AUSTIN (KXAN) — Austin Public Health says it is expecting a “severe wave of flu illnesses” if people do not get vaccinated this year, according to a Tuesday release. It said the number of flu cases has surpassed the count this time last year.

“While flu activity is already high, it typically won’t peak until January or February, and significant activity can occur as late as May,” the release said. “People who get the flu vaccine and still get sick can expect a milder illness – and a lower risk of pneumonia, hospitalization or death.”

According to the Texas Department of State Health Services, the 2019-2020 inluenza season began Sept. 29. One child has died in Texas because of the flu so far this year.

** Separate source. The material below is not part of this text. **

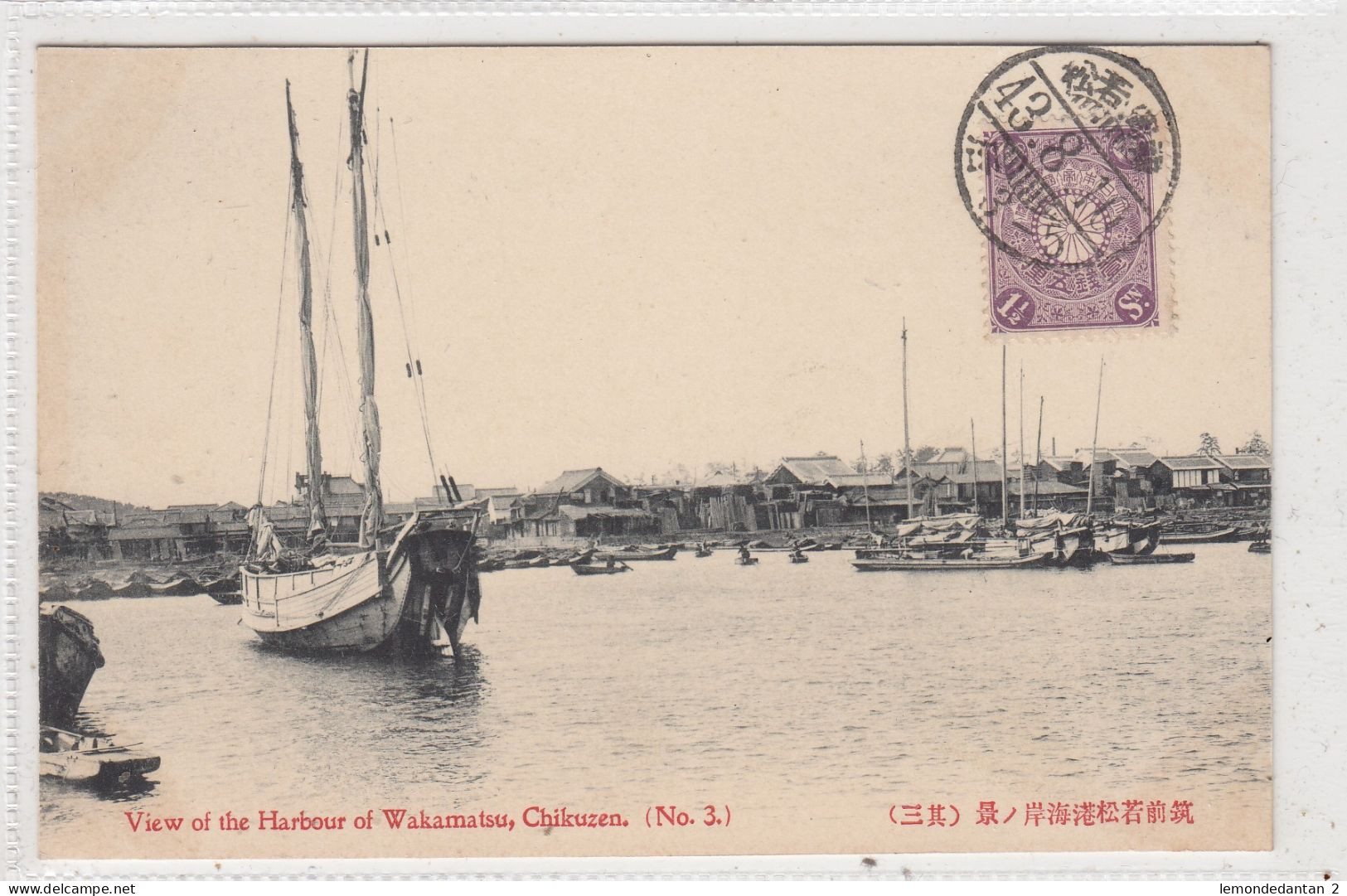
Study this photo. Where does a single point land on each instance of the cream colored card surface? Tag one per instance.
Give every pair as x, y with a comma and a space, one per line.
722, 450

They lived in the Rio Grande region. Austin International School canceled classes in November because of the high number of flu-related absences.

Flu cases are not required to be reported, and so the data only includes those that were reported to public health. Each week Texas DSHS releases a flu report and compared to the previous week, this week there is an increase in influenza level and it is widespread across the state.

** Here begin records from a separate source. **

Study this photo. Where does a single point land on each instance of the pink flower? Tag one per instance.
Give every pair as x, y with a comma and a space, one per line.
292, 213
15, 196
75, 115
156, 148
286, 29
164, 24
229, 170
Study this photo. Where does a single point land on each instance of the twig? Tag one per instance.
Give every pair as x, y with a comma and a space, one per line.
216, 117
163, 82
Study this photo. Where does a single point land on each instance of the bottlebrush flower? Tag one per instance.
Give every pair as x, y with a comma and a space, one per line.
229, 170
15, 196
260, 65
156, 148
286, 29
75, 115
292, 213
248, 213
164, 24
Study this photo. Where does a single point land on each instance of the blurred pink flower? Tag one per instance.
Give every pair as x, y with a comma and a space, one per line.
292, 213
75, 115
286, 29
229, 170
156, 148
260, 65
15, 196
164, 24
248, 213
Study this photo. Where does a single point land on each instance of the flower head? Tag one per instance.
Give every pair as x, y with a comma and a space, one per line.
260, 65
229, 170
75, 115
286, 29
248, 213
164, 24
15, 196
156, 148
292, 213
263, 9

Flu symptoms include fever or chills, a cough, sore throat, runny or congested nose, muscle aches, a headache or severe fatigue. People may be contagious from one day before they show signs of the flu and up to a week afterward.

Where to get a flu shot

People who have insurance can go to to find the nearest location to get a flu shot.

Austin Public Health has an immunization program for uninsured children and adults and provides about 45,000 vaccinations each year. People can call the appointment line at 512-972-5520 to get one.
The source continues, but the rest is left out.